Taro Logo

Sliding Window Median

Hard
Google logo
Google
6 views
Topics:
ArraysSliding WindowsBinary Search

Problem: Sliding Window Median

Given an integer array nums and an integer k, you are tasked with finding the median of each sliding window of size k as it moves from the beginning to the end of the array. The median is defined as the middle value in an ordered list of integers.

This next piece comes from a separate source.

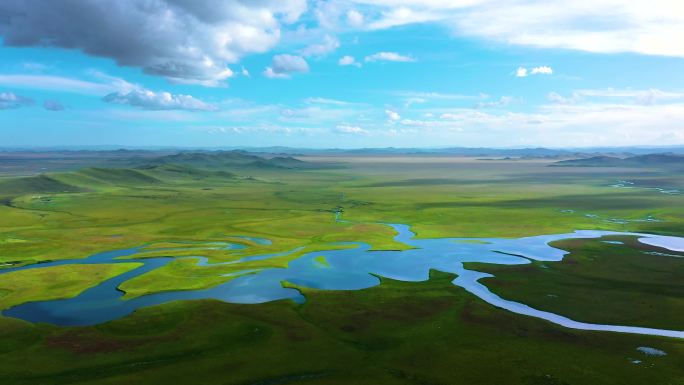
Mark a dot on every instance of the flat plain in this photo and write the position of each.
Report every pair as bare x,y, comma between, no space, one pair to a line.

If the list has an even number of elements, the median is the average of the two middle values.

Example:

Consider the array nums = [1, 3, -1, -3, 5, 3, 6, 7] and a window size of k = 3. The sliding window moves as follows:

  1. [1, 3, -1], -3, 5, 3, 6, 7 (Median: 1)
  2. 1, [3, -1, -3], 5, 3, 6, 7 (Median: -1)
  3. 1, 3, [-1, -3, 5], 3, 6, 7 (Median: -1)
  4. 1, 3, -1, [-3, 5, 3], 6, 7 (Median: 3)
  5. 1, 3, -1, -3, [5, 3, 6], 7 (Median: 5)
  6. 1, 3, -1, -3, 5, [3, 6, 7] (Median: 6)

Therefore, the output should be [1, -1, -1, 3, 5, 6]. Note that in a real coding problem floating-point values may be expected.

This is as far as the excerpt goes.